Zhang Tong, Dong Jinxin, Jiang Hua, Zhao Zuyao, Zhou Mengjiao, Yuan Tianting
School of Computer Science and Technology, Liaocheng University, Liaocheng, China.
College of Clinical Medicine, Shandong First Medical University and Shandong Academy of Medical Sciences, Jinan, China.
Front Bioeng Biotechnol. 2022 Dec 1;10:1000638. doi: 10.3389/fbioe.2022.1000638. eCollection 2022.

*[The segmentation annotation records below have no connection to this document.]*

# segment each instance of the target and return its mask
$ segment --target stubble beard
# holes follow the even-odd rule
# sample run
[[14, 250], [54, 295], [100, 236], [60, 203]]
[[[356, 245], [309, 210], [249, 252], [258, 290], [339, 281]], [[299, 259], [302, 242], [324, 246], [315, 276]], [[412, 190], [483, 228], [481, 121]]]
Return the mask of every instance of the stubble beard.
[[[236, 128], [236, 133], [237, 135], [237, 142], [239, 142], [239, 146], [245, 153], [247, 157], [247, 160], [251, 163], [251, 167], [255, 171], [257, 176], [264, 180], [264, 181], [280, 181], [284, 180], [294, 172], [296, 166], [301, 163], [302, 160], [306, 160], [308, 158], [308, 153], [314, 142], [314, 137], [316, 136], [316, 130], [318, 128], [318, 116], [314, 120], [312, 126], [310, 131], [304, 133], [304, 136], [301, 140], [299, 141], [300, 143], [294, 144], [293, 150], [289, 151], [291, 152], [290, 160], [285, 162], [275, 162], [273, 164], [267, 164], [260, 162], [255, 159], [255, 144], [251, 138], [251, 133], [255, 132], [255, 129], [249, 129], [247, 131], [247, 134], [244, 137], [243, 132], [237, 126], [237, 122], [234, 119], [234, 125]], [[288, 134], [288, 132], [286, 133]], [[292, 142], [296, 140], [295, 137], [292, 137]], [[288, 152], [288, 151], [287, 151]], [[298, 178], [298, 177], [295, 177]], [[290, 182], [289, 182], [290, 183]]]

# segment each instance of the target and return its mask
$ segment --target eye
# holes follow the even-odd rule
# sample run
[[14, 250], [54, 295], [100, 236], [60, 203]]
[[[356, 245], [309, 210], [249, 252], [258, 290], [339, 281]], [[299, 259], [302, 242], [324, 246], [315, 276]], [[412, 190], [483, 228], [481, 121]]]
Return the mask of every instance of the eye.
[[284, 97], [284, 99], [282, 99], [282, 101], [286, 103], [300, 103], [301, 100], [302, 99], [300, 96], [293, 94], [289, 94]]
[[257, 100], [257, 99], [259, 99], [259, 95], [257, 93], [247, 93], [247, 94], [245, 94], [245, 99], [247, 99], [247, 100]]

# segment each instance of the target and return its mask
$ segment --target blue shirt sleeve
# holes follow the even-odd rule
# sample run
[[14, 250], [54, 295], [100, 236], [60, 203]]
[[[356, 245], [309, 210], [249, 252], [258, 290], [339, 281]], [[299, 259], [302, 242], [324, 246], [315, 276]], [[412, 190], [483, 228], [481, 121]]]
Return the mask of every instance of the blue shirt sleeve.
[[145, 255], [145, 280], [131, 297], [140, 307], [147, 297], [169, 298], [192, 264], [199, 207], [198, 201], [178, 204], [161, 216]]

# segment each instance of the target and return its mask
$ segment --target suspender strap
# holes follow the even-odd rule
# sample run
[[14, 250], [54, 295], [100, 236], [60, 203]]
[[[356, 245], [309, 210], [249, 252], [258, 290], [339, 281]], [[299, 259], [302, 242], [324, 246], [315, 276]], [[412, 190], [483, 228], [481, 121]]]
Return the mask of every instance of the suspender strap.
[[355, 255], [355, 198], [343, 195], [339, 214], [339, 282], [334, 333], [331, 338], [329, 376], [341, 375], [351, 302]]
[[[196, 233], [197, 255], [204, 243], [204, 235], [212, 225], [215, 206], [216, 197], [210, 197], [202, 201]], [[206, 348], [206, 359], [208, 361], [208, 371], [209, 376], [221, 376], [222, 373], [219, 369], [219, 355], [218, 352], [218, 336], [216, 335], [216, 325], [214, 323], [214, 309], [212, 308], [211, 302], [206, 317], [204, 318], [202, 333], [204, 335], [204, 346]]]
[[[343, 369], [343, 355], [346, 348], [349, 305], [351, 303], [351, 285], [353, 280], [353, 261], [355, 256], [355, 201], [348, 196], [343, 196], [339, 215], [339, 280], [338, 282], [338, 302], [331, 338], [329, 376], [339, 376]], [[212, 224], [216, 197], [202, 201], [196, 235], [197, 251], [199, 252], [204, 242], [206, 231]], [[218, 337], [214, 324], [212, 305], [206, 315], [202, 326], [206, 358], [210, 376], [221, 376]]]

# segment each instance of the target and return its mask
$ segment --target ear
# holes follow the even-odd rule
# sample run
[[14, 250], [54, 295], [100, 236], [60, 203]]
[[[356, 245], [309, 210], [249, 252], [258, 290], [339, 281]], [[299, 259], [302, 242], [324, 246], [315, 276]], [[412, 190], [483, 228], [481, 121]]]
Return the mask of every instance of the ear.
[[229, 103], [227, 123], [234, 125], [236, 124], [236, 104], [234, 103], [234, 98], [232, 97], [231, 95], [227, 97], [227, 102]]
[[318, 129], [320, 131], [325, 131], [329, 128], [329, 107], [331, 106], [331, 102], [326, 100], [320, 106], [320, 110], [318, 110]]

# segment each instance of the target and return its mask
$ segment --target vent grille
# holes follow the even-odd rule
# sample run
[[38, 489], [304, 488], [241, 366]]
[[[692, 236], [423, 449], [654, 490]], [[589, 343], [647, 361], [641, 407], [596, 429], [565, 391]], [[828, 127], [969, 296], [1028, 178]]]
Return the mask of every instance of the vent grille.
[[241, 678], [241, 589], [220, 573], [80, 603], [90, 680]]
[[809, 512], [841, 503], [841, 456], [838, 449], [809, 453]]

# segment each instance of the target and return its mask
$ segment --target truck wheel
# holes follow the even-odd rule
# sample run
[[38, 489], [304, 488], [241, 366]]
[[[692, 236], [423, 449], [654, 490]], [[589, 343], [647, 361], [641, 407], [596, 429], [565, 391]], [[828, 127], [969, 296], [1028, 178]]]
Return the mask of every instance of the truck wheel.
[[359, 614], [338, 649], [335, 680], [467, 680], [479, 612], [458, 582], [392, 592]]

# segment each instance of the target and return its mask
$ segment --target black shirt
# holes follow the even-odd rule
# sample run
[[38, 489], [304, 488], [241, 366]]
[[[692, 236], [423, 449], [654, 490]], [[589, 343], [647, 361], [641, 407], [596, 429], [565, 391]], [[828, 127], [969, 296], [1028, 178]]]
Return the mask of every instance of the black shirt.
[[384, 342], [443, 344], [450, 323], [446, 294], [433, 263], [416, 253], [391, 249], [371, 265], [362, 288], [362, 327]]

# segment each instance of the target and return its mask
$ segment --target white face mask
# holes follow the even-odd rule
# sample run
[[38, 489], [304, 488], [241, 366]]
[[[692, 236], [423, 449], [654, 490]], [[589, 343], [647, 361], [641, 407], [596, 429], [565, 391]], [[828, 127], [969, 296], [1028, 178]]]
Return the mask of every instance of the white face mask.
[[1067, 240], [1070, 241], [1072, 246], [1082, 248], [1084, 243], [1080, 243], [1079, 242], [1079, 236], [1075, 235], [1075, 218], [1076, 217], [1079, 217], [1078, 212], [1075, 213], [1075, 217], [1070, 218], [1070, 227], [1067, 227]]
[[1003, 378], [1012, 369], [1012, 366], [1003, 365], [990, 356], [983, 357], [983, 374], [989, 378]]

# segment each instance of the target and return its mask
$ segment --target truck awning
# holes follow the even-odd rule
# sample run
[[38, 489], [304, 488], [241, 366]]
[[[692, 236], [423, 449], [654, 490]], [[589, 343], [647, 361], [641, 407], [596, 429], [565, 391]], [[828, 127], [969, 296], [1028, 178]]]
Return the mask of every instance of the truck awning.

Copy number variations (CNVs) significantly influence the diversity of the human genome and the occurrence of many complex diseases. The next-generation sequencing (NGS) technology provides rich data for detecting CNVs, and the read depth (RD)-based approach is widely used. However, low CN (copy number of 3-4) duplication events are challenging to identify with existing methods, especially when the size of CNVs is small. In addition, the RD-based approach can only obtain rough breakpoints. We propose a new method, CNV-PCC (detection of CNVs based on Principal Component Classifier), to identify CNVs in whole genome sequencing data. CNV-PPC first uses the split read signal to search for potential breakpoints. A two-stage segmentation strategy is then implemented to enhance the identification capabilities of low CN duplications and small CNVs. Next, the outlier scores are calculated for each segment by PCC (Principal Component Classifier). Finally, the OTSU algorithm calculates the threshold to determine the CNVs regions. The analysis of simulated data results indicates that CNV-PCC outperforms the other methods for sensitivity and F1-score and improves breakpoint accuracy. Furthermore, CNV-PCC shows high consistency on real sequencing samples with other methods. This study demonstrates that CNV-PCC is an effective method for detecting CNVs, even for low CN duplications and small CNVs.
拷贝数变异(CNVs)显著影响人类基因组的多样性以及许多复杂疾病的发生。下一代测序(NGS)技术为检测CNVs提供了丰富的数据,基于读深度(RD)的方法被广泛使用。然而,低拷贝数(拷贝数为3 - 4)的重复事件使用现有方法难以识别,特别是当CNVs的大小较小时。此外,基于RD的方法只能获得大致的断点。我们提出了一种新的方法,即CNV - PCC(基于主成分分类器的CNVs检测方法),用于在全基因组测序数据中识别CNVs。CNV - PPC首先利用分裂读信号搜索潜在断点。然后实施两阶段分割策略以增强对低拷贝数重复和小CNVs的识别能力。接下来,通过主成分分类器(PCC)为每个片段计算异常值分数。最后,使用大津算法计算阈值以确定CNVs区域。模拟数据结果分析表明,CNV - PCC在灵敏度和F1分数方面优于其他方法,并提高了断点准确性。此外,CNV - PCC与其他方法在真实测序样本上具有高度一致性。这项研究表明,CNV - PCC是一种检测CNVs的有效方法,即使对于低拷贝数重复和小CNVs也是如此。